An Inconvenient Truth, 2006. Directed by Davis Guggenheim. Created by and Starring Al Gore (and, yes, today’s politicians are stars).
An Inconvenient Truth has been marketed, without a hint of irony, as ‘the most terrifying film you’ll ever see’. There’s some truth in that, though not, I think, in ways the filmmakers intended. For myself, watching Mr. Gore speak with passion and eloquence made me wonder just where this guy was back in the year 2000, and what this country would be like today had he emerged six years ago. To me, that’s terrifying.
An Inconvenient Truth serves two functions: to warn people about the dangers of global warming and to spring Al Gore back into the public eye. It succeeds quite well in both accounts, although I can say that, for myself, virtually none of Gore’s information was new. The film is terrifying if you’ve had your head in the sand for fifteen years or have gleaned all your news from Newsweek.
For a movie that claims to be bi-partisan, Truth clearly serves to jab at the current administration (no argument here) and gives us quite a personal bio of Mr. Gore–in fact, it often appears similar to those patriotic bios they show at conventions.
What concerns me is that An Inconvenient Truth, in my mind, has no place on movie screens. I don’t know quite how we reached this point, where our nation’s theaters have become marquees for what really amounts to propaganda–lest we not forget that propaganda is not necessarily a bad thing, especially if we agree with it. But does it belong in a movie house? Look around, and now we’re seeing documentaries taking up tremendous amounts of space in our art-house theaters. There’s Michael Moore’s films, Super Size Me, The Yes Men (horrible), and the forthcoming Who Killed The Electric Car? and The US v. John Lennon… all of these films could be shown on PBS–Ken Burns does it, after all, to greater success than many of these movies–and leave the little space we have for foreign and indie films alone. By showing Truth in a theater, you’re really only attracting those people who are willing to go out of their way to see it. And those people are pretty much in your camp, anyway.
Gore is still his stiff self at times, and I’ve heard from not a few critics and friends how he still hasn’t got it, as in how Al Gore still couldn’t hold a crowd like, say, Jeb Bush. Which is sad, really: it shouldn’t matter whether a guy can’t come off as being someone you’d want to have a beer with, or whether he can do the job. At times Truth veers into the bizarre, such as when there are animations of polar bears and cute frogs. “You’ve got to save the frog,” Gore laughs. But then there are a few arresting images to go along with his portents of gloom and doom, such as giant fishing boats rusting in the nearly barren Aral Sea, an image of startling and terrible beauty. Perhaps someday Gore’s message will finally sink in; perhaps when he is someday president. An Inconvenient Truth seems aimed at both goals.
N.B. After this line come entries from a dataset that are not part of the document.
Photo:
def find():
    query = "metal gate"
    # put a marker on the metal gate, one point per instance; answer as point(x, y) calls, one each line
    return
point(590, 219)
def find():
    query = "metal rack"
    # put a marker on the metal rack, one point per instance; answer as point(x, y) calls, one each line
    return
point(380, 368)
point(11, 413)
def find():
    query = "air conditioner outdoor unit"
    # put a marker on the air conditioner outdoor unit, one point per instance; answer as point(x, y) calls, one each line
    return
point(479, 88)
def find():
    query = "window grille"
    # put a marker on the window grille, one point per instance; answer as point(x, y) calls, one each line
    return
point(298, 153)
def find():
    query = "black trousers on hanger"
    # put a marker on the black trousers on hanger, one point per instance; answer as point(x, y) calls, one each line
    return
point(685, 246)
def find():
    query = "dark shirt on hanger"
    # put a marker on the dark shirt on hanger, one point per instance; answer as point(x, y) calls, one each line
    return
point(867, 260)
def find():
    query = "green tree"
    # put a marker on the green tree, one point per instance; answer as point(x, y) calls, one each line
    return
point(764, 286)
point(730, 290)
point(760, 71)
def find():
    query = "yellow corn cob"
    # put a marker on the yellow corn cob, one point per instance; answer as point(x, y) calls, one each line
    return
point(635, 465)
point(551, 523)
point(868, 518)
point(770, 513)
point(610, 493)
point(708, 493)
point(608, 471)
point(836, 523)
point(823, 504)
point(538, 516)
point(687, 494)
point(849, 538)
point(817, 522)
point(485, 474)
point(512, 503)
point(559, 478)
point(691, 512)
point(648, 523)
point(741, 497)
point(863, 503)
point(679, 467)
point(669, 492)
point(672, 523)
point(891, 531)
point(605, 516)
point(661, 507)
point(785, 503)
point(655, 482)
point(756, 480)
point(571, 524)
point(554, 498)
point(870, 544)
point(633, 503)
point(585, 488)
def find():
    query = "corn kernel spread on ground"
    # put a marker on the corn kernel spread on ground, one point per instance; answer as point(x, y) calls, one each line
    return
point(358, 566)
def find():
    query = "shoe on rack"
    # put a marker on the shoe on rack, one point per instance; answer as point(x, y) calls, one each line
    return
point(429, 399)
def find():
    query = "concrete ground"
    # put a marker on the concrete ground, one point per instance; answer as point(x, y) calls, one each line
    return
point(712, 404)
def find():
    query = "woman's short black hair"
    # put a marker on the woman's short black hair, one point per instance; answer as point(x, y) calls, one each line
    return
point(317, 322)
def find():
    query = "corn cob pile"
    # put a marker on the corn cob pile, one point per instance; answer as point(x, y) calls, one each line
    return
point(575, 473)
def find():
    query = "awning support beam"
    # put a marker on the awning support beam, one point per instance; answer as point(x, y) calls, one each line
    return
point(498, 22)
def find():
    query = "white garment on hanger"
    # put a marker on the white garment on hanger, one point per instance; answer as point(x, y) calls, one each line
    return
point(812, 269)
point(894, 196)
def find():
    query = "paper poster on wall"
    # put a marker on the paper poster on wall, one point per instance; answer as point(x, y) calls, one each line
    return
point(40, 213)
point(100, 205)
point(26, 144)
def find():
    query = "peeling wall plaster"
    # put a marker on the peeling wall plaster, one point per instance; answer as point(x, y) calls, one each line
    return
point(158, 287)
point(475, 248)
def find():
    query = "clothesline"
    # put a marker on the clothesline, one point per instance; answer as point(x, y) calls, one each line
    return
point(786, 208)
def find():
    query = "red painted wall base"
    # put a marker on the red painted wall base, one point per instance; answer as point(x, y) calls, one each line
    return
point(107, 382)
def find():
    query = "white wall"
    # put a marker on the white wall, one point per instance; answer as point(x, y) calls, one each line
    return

X-Men: The Last Stand, 2006. Directed by Brett Ratner, written by Simon Kinberg and Zak Penn. Starring Hugh Jackman, Halle Berry, Ian McKellan (still the best reason to watch this series), Famke Janssen, Anna Paquin, Rebecca Romjin, Kelsey Grammar, Patrick Stewart, James Mardsen, Shawn Ashmore, Aaron Stanford, Ben Foster, and character actors Josef Sommer, Anthony Heald, Michael Murphy, and Bill Duke.
X-Men III is a decent picture, a comic book picture, which is two strikes already in my book. The X-Men franchise has fascinated me predominantly because of the complexity of Magneto’s character. As played with great relish by Sir Ian McKellan, this Holocaust survivor is easily the most fascinating person in the whole franchise, someone you can relate to as well as hope for defeat.
As usual, the humans mean absolutely nothing, and it strikes me as the greatest weakness of the series that a relationship between a human and a mutant was never explored. Humans are so weak in these films that inevitably the plot always comes down to battles between the mutants, which leads me to wonder why in the hell is earth even in the picture? You could put the whole kit and caboodle on another planet, and you wouldn’t lose anything.
Once again, discrimination is the name of the game, and supposedly the X-Men series is a great lesson on the perils of prejudice. Hogwash. No one who cares watches X-Men for anything other than brain candy, and those who could stand to learn something about bigotry don’t learn from a comic book movie. In this episode, there’s a strong gay subtext: the father of a mutant seeks to ‘cure’ his son, who is about as homosexually iconic a character as I have ever seen in a mainstream film: young, with blonde locks, bare chested and in tight jeans, with angels wings. It’s as if Tony Kushner wrote the damn thing. Again, nothing’s wrong with this, except that this character has virtually no purpose except to fly around and save his father from peril.
X-Men has been rightly criticized for its ham-fisted direction, although I’ll say that Bryan Singer isn’t much better–a decent technician with little emotional connection to a plot. Brett Ratner just lets the thing fly, lots of explosions, lots of overacting that’s not kept in check (it wasn’t under Singer’s hand, either). There has been much worse fare this summer.